Sunday, March 20, 2011

An Attempt At Brilliance

This is the best IPA I've made and its only a week in the bottle. Could be the best beer I have made. The hop aroma is sweet and citrusy with plenty of pine to bulk it up. The taste is a bit sweet in the nose and the middle needs more time but the rear has that mouth pocket tingle from the bitterness. Well done midwest and Surly, just about nailed the original recipe. I will definitely replicate this for years to come.

I was brought one of the newest kits on the market from Midwest after the holidays from my dad. Which is currently out of stock, Thanks Dad! Sitting on it patiently, waiting to get a shot at brewing this clone kit of what is the standard for me of American IPA, Surly Brewing Company's Furious. If you are wondering why the above picture is called Ferocious and not Furious, rights rights rights. Surly worked with Midwest to produce this recipe, but as a marketable product, they cannot lend the same name of the beer to what is sold as a kit of ingredients, enter property interests. Deciding to brew this special batch in my apartment ended up being less of a headache than expected. Primary note of importance is to make the place clean and free of dirty dishes. Cause if you have seen my kitchen, its a crawl space which cannot be cohabitated by both brewers and dish piles. I took the risk of using Winnipeg tap water, though run through the Brita filter. I figure if Half Pints can do it, why cant I? Also, after seeing two batches made by friends turn out the right way, I have no cause to fear. This kit was an extract kit with very few grains included.
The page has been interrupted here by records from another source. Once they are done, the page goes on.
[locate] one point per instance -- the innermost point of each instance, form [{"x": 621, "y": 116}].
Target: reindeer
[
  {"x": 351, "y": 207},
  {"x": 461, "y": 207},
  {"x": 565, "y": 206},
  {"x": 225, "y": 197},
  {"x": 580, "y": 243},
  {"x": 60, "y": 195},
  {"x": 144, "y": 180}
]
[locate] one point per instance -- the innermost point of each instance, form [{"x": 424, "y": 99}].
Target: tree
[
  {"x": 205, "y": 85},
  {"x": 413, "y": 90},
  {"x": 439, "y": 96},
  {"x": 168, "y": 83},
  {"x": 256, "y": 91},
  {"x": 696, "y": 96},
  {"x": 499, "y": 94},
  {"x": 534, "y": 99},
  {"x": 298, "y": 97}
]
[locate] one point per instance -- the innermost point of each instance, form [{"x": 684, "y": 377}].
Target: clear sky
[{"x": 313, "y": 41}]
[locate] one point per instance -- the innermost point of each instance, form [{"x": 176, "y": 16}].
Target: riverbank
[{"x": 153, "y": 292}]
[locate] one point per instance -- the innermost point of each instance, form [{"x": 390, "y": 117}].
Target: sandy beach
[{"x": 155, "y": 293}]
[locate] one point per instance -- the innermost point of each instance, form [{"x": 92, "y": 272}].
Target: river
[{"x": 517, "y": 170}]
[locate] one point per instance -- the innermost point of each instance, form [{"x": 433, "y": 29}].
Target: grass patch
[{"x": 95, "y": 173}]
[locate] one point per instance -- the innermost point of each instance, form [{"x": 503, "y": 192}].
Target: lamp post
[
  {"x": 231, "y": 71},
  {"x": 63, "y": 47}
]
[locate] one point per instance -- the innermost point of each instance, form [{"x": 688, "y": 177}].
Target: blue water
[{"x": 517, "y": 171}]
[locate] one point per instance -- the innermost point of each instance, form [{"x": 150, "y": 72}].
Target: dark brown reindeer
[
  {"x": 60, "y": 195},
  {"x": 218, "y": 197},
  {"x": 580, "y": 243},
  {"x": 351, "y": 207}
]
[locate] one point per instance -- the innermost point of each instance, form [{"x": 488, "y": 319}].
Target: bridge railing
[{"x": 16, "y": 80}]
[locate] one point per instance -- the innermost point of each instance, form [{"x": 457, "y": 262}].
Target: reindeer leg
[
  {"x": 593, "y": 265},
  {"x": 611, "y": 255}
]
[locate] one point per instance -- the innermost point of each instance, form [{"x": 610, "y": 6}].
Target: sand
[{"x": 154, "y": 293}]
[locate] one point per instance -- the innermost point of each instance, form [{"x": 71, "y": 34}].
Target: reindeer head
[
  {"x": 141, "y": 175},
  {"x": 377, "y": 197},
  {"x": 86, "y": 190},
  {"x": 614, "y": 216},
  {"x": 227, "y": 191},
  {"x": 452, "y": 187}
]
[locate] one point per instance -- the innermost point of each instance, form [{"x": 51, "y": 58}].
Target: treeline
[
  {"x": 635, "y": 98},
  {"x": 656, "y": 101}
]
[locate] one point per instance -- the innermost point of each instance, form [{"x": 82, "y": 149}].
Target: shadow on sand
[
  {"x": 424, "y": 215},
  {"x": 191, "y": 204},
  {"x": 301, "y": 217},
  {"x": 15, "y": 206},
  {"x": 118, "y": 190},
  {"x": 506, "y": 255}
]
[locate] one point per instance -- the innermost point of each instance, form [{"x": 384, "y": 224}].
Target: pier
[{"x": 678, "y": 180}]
The bulk of the kit (which is the priciest on the shelf last time I checked) was invested in two different jugs of LME and a total of 6 bags hops! Warrior hops, 'I think I love ya'. The boil level was high due to my lack of estimate on just how much the 9.9lbs of LME would raise the water. But no boil overs to my relief. Warrior hops were employed for the full 60 minutes as bittering, and a regiment of 5 servings of a mixture of Simcoe/Amarillo hops every 5 minutes for the last 20 of the boil to add aroma. The brewhouse was smelling hot and heavy.

No major surpises with this batch thus far. The only moment worth noting was when I woke up at 5am to the sound of bubbles from the blow-off hose reverberating throughout the room as the glass it was submerged in was on the musical wood floor. Think Poe's The Tell-Tale Heart, could neither sleep through it nor blame it for what it is. Normally this is a joyous sound, but it surprisingly kept me awake, so scurrying about in the dark to both not lift the hose out of the water and also attempt to not spill the full glass was a bit stressful. 12 hours later, bubbling away and hop resins crawling to the upper walls of the carboy. In 5-7 days, will transfer to the secondary and dry hop the bejesus out of it with the remaining 3ozs of hops. American IPA, All The Way!

After bottling this sweet smelling bitter, labels of course had to be made. As much as I would have loved to just print off a surly label. it just wouldn't have been right. The bottling produced fewer bottles than I would have hoped, 34 in total. Because of the dry hopping, attempting to leave out as much of the hops in the secondary is key but often you lose about a quarter of a gallon. That's a bear, for the record.